Creative uses of Apple's iPod continue to emerge, with news of a songwriter who uses the device as his backing band.
Hailing from Austin, Texas, Chris McFarland uses an iPod stuffed with a plethora of sounds - drum tracks, steel guitar - as his backing outfit. He sings his songs and plays his guitar on top of his virtual band-mates.
"McFarland started making the rounds in Austin’s music community in the late 1990s, with a mix of ’70s singer-songwriter folk and ’80s post-punk aggression that’s been intact since," reports the Reno Gazette-Journal.
Like much human endeavour, McFarland isn't the only artist exploring news ways to deliver their muse. US iPod title Playlist reports on brothers Johnny and Frankie Navin, also known as The Aluminum Group, who replaced their backup band with a pair of iPods.
With HP prepped to ship its own licensed iPod clone through its major network of electronics retailers, Apple's music player stands on the edge of achieving untold market traction.
Artists and musicians are at the cutting-edge: iPod/music player clubs are springing up, including London's newest event, also called Playlist.
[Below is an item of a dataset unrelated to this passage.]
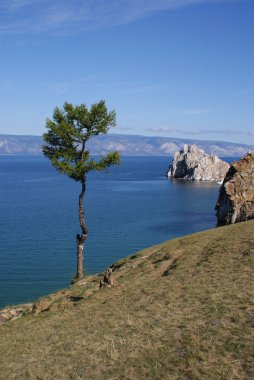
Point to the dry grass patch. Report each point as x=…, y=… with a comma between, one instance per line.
x=180, y=310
This takes place on September 4 and then weekly from September 18.
iPods are becoming increasingly important in modern urban culture, with their effect seen in UK newsstand magazines like Word and Q; the release of iPod-specific magazines in the US and UK (Playlist and iPodUser), and the appearance of iPod flash mobs.
Duke University in the US is engaged in another iPod experiment, offering its incoming freshmen an iPod pre-loaded with course-related information, timetables and other syllabus-related information. This move is described by the University as, "part of an initiative to encourage creative uses of technology in education and campus life."
Georgia College and State University Professor Rob Viau also uses iPods to enhance his English and interdisciplinary arts courses because he believes the gadgets are an excellent resource for his students to easily download the sound portion of their studies.
Art galleries and museums are also climbing aboard, Tokyo's brand-new Mori Art Museum has launched an audio guide service using iPods.